Indépendamment de l’extravagance de ce galimatias, j’observerai, 1° que l’action des vents ne s’exerce pas au-delà de la région inférieure de l’atmosphère ; 2° que le nom, l’étymologie et la fable des Pléiades, sont purement grecs (Scholiast. ad Honer., Σ. 686, Eudocia in Ionia, p. 339 ; Apollodore, l. III, c. 10 ; Heyne, p. 229, not. 682), et n’avaient point d’analogie avec l’astronomie de l’Orient (Hyde, Ulugbeg. Tabul. in Syntag. Disserta, t. I, p. 46-42 ; Goguet, Origine des arts, etc., t. VI, p. 73-78 ; Gebelin, Hist. du Calendrier, p. 73) que Mahomet avait étudiée ; 3° le char doré n’existe ni dans la science de l’astronomie ni dans la fable. J’ai peur que le docteur Johnson n’ait confondu les Pléiades avec la grande ourse ou le chariot, le zodiaque avec une constellation du nord :

Αρκτον θ'ην και αμαξαν επικλησιν καλεουσι.

[3218] Phranza s’indigne contre ces acclamations des musulmans, non pour l’emploi du nom de Dieu, mais parce qu’ils y mêlent celui du prophète. Le zèle pieux de Voltaire est excessif et même ridicule.

[3219] Je crains que Phranza n’ait composé ce discours, et il a une odeur si forte de sermon et de couvent, que je doute beaucoup que Constantin l’ait prononcé. Léonard lui attribue une autre harangue, dans laquelle il montre plus d’égards pour les Latins qui lui servaient d’auxiliaires.

[3220] Cette marque d’humilité que la dévotion a quelquefois arrachée aux princes qui se trouvaient au lit de la mort, est un perfectionnement ajouté à la doctrine de l’Évangile sur le pardon des injures : il est plus facile de pardonner quatre cent quatre-vingt-dix fois, que de demander une seule fois pardon à un inférieur.

[3221] Outre les dix mille gardes, les matelots et les soldats de marine, Ducas compte deux cent cinquante mille Turcs, cavaliers ou fantassins, comme ayant eu part à l’assaut général.

[3222] Phranza, dans la sévère censure qu’il fait de l’évasion de Justiniani, exprime sa douleur et celle du public. Ducas, d’après des raisons que nous ne connaissons point, le traite avec plus de douceur et d’égards ; mais les expressions de Léonard de Chios manifestent une indignation encore dans toute sa force, gloria salutis suique oblitus. Les Génois, compatriotes de Justiniani, ont toujours été suspects et souvent coupables dans tout ce qu’ils ont fait en Orient.

[3223] Ducas dit que l’empereur fut tué par deux soldats turcs.
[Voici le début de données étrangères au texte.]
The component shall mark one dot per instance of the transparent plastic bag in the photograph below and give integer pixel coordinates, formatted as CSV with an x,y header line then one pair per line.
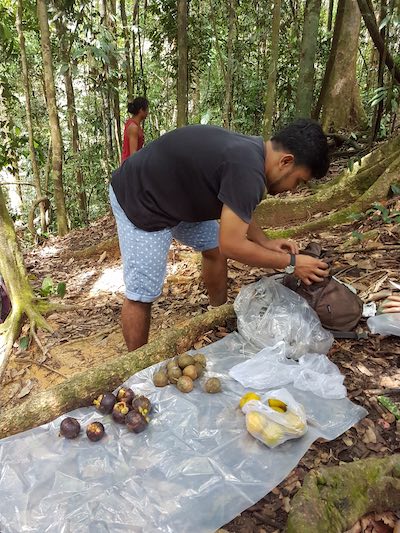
x,y
271,368
387,324
268,312
273,427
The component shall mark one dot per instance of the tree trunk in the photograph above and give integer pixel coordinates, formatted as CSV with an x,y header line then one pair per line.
x,y
305,84
72,118
28,111
370,21
230,4
13,271
333,499
127,46
57,152
182,77
115,82
272,70
81,389
341,105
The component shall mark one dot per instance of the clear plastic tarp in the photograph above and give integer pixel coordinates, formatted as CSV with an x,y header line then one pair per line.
x,y
192,470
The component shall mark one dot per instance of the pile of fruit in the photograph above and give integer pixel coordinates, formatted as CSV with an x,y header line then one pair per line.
x,y
124,408
182,371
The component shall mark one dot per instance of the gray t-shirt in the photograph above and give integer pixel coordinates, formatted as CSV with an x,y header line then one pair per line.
x,y
188,174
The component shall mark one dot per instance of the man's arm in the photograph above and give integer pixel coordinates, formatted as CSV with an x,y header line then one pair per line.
x,y
133,137
235,244
256,234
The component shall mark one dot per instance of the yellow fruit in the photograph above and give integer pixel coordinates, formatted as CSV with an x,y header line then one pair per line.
x,y
274,402
272,434
247,397
255,422
278,409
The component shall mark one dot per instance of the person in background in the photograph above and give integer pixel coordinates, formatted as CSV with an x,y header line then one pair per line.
x,y
133,131
391,304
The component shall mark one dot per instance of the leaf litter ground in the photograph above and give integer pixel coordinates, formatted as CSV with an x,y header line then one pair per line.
x,y
90,333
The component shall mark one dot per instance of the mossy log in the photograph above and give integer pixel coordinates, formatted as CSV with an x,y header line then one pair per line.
x,y
332,499
335,194
82,388
378,191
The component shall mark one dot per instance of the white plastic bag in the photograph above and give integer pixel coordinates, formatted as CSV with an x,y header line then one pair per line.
x,y
268,312
270,368
387,324
271,427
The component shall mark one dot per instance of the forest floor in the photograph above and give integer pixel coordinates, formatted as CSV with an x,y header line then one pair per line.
x,y
91,333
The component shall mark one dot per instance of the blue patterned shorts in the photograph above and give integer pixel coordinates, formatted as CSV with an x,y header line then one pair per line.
x,y
144,253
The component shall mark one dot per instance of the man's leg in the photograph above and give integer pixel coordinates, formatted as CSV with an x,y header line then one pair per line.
x,y
135,323
144,258
215,276
203,237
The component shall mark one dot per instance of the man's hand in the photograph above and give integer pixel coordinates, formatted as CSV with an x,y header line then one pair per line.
x,y
310,270
282,245
391,304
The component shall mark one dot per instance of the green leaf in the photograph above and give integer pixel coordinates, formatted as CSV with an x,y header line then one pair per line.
x,y
61,289
47,286
23,343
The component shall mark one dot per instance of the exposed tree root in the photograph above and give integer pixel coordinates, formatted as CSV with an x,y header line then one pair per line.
x,y
378,191
82,388
334,498
335,194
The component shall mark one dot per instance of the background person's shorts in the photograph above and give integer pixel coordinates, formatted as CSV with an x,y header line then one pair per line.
x,y
144,253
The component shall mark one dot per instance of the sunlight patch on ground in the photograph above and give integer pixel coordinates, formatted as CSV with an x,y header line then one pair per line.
x,y
48,251
111,280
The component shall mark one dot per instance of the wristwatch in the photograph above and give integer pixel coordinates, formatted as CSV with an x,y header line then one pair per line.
x,y
292,265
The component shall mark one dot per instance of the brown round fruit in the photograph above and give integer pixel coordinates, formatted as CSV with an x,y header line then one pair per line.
x,y
190,371
70,428
185,360
119,412
125,395
142,405
105,403
201,359
95,431
212,385
184,384
199,369
136,422
160,379
174,374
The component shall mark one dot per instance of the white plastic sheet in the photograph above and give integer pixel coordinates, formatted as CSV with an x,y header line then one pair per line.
x,y
386,324
268,313
193,470
271,368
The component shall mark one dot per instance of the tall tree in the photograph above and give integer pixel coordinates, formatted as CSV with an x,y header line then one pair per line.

Si l’on en croit Chalcocondyles, il fut blessé à l’épaule et ensuite écrasé sous la porte de la ville. Phranza, entraîné par son désespoir, se précipita au milieu des Turcs, et ne fut pas témoin de la mort de Paléologue, mais nous pouvons sans flatterie lui appliquer ces nobles vers de Dryden :

Quant à Sébastien, laissons-les le chercher par toute la plaine, et lorsqu’on trouvera une montagne de morts, qu’un d’eux la gravisse ; alors regardant au-dessous de lui, il le reconnaîtra à sa mâle stature, et le verra le visage tourné vers le ciel et enseveli dans ce sanglant monument qu’a formé autour de lui sa forte épée.
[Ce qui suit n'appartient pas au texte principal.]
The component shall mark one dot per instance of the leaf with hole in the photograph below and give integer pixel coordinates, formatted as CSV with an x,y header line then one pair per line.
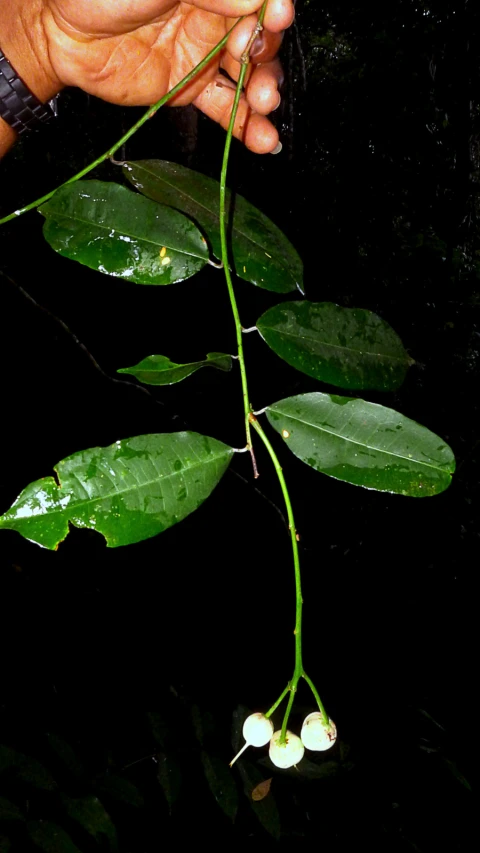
x,y
348,347
261,253
108,228
128,491
364,444
159,370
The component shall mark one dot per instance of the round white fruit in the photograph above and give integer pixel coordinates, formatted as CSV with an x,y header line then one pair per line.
x,y
316,735
288,753
257,729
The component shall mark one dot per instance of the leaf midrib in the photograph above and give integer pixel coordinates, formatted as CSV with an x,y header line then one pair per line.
x,y
114,494
334,346
126,233
359,444
207,210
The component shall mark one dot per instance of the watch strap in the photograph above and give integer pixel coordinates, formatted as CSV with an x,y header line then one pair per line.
x,y
18,106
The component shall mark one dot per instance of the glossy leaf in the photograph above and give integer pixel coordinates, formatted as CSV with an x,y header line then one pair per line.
x,y
90,814
261,252
221,783
159,370
128,491
348,347
364,444
10,811
170,778
110,229
50,838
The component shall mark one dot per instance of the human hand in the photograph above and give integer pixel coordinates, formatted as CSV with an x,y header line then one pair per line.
x,y
131,52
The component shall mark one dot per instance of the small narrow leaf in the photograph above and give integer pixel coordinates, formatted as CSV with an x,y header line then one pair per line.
x,y
110,229
221,783
10,811
128,491
50,838
159,370
348,347
261,252
364,444
90,814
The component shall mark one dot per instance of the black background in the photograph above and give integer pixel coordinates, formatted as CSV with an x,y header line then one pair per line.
x,y
377,187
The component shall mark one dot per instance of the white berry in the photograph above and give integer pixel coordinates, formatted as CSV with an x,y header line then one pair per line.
x,y
316,735
257,731
288,753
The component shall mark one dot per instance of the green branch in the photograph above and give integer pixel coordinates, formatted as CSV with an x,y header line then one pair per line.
x,y
149,113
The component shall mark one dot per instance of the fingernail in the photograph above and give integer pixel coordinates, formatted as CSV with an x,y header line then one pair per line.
x,y
258,46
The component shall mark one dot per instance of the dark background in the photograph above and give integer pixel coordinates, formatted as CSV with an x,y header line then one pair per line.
x,y
377,187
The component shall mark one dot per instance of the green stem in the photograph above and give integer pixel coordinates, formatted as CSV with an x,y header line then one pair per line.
x,y
111,151
298,670
250,419
317,697
225,259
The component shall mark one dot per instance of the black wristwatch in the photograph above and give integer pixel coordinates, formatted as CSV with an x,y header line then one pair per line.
x,y
18,106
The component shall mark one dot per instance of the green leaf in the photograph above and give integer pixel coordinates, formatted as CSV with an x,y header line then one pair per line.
x,y
110,229
170,778
128,491
261,252
221,783
120,789
9,811
90,814
348,347
50,837
159,370
364,444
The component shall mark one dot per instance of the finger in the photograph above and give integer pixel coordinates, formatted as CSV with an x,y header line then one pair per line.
x,y
262,89
254,130
261,85
265,46
279,14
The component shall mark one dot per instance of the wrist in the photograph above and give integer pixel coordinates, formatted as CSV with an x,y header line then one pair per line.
x,y
24,43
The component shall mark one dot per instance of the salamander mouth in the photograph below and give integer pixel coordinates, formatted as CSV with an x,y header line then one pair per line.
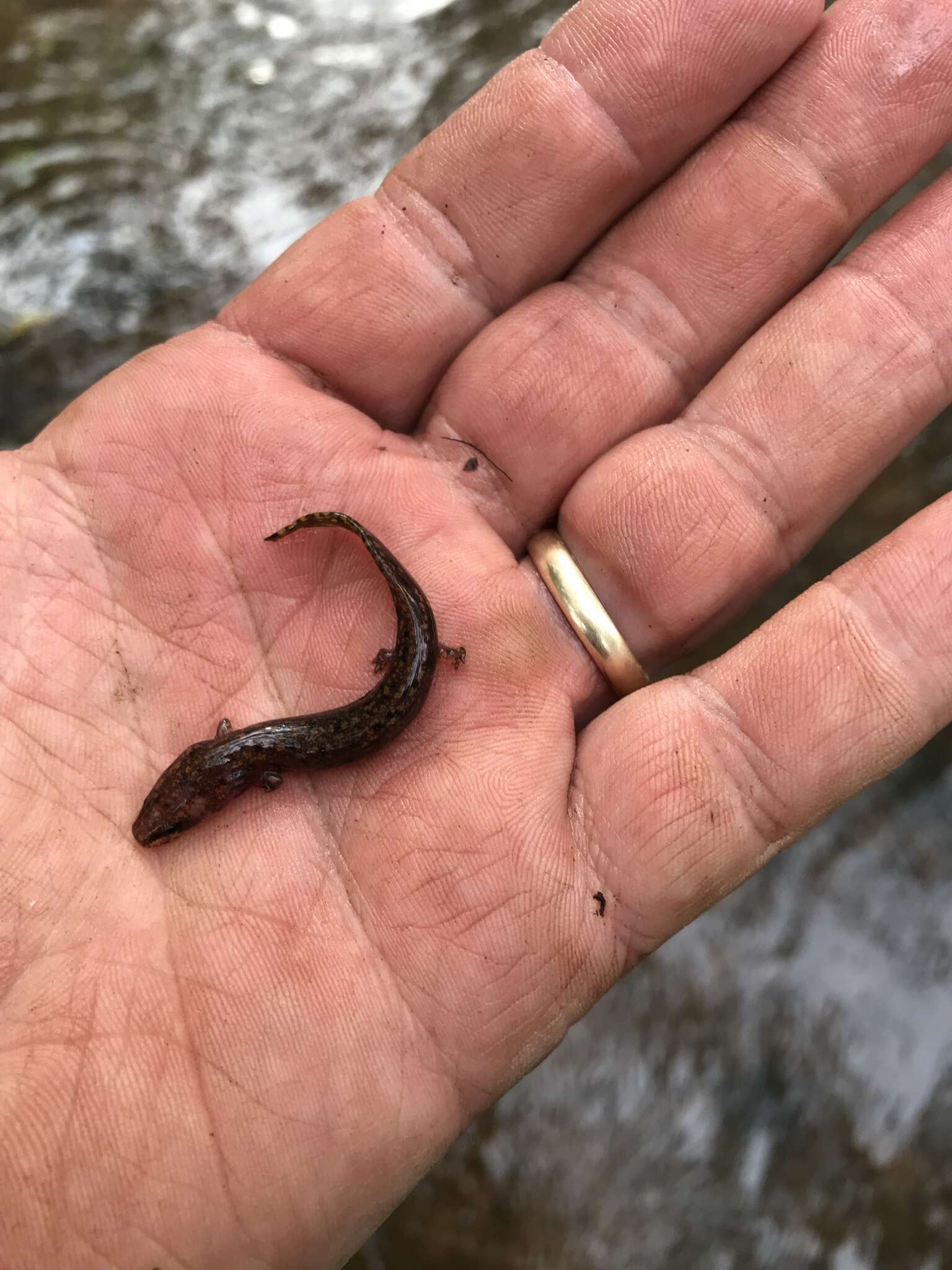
x,y
164,831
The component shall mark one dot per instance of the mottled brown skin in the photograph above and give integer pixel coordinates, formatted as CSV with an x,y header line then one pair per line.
x,y
211,774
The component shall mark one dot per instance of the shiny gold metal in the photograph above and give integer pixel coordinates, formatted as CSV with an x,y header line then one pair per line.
x,y
586,614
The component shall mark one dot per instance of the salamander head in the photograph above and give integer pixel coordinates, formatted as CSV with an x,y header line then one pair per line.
x,y
186,793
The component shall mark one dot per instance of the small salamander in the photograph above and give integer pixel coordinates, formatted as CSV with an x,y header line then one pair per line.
x,y
211,774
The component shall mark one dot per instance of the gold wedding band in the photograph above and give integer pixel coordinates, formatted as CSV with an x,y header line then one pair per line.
x,y
586,613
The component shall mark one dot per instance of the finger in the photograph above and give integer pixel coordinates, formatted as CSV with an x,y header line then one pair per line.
x,y
651,313
380,298
721,769
681,526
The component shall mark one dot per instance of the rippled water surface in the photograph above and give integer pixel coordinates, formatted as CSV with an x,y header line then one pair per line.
x,y
775,1088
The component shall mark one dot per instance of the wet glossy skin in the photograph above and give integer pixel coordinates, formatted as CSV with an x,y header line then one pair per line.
x,y
213,773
[3224] Spondanus (A. D. 1453, n° 10), qui espère le salut de l’empereur, désire pouvoir absoudre cette demande du crime de suicide.

[3225] Léonard de Chios observe avec raison que si les Turcs avaient reconnu l’empereur, ils auraient fait des efforts pour sauver un captif, dont la prise eût été si agréable à Mahomet.
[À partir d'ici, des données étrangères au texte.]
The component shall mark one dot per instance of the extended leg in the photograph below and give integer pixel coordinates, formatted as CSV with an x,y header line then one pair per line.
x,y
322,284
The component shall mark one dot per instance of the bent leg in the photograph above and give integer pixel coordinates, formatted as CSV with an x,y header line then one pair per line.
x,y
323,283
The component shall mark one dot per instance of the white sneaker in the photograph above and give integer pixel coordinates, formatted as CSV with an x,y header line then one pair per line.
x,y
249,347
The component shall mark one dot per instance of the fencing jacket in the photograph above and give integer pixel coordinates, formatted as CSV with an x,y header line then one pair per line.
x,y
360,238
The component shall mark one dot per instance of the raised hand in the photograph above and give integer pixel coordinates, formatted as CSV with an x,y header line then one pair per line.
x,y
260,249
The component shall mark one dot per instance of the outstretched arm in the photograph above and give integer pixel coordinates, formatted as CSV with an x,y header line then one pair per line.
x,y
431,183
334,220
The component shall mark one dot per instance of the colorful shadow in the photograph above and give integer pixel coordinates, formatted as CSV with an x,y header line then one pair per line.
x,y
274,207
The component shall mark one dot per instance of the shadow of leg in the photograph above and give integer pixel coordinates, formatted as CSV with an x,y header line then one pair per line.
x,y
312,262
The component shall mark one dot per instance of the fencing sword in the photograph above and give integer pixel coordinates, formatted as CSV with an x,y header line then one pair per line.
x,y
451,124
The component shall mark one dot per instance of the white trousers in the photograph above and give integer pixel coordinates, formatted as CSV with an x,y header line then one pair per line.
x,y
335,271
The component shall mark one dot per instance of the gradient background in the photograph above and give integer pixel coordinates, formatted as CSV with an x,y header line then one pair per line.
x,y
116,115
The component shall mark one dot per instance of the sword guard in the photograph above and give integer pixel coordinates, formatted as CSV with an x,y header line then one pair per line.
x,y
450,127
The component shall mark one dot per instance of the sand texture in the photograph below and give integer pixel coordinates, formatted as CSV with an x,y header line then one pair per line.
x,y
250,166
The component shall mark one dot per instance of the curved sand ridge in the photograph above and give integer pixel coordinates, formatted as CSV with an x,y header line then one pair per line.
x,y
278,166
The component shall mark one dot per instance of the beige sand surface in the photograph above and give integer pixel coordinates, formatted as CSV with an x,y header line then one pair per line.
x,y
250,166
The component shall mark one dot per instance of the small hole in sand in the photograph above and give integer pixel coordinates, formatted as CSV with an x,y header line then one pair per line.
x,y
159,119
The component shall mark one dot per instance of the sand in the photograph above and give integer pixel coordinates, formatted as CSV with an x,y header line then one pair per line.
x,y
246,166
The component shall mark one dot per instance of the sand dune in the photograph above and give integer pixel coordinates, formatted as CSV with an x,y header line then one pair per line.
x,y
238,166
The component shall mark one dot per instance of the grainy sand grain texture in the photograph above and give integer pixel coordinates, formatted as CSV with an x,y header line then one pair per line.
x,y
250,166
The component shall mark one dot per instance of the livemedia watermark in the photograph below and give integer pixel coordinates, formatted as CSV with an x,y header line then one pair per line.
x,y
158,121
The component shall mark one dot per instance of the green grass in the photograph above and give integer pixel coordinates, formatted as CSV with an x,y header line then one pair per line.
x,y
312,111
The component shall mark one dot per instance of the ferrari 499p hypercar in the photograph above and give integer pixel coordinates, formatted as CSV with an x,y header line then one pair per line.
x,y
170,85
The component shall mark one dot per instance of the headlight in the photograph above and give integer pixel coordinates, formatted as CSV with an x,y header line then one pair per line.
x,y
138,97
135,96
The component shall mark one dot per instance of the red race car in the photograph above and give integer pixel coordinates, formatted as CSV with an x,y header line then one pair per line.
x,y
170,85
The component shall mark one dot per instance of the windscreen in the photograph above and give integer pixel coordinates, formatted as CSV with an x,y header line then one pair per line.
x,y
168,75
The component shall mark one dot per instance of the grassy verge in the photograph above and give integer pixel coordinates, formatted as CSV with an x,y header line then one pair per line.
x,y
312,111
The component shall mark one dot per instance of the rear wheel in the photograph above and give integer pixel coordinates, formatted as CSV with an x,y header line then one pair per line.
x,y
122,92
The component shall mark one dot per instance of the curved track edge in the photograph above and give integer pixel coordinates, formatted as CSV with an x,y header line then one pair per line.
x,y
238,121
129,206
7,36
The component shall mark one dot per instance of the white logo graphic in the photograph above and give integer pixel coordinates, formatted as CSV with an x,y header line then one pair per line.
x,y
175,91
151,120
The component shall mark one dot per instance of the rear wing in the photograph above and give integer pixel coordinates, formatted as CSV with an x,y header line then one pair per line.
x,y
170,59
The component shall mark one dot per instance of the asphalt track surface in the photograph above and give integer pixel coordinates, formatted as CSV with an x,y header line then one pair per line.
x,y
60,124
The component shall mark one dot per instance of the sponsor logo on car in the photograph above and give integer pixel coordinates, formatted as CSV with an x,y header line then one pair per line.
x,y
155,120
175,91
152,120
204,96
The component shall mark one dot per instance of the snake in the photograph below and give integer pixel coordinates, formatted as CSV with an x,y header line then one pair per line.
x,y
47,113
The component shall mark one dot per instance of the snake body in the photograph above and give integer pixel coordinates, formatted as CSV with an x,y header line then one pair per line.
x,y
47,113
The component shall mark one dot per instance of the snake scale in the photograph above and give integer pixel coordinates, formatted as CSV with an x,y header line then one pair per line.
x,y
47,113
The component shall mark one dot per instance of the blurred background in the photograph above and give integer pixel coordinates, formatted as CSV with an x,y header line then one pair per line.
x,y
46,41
[3226] Cantemir, p. 96. Les vaisseaux chrétiens qui étaient à l’embouchure du havre, avaient soutenu et retardé l’attaque de ce côté.

[3227] Chalcocondyles suppose ridiculement que les Asiatiques saccagèrent Constantinople pour venger les anciens malheurs de Troie ; et les grammairiens du quinzième siècle se plaisent à faire dériver la grossière dénomination de Turcs du nom plus classique de Teucri.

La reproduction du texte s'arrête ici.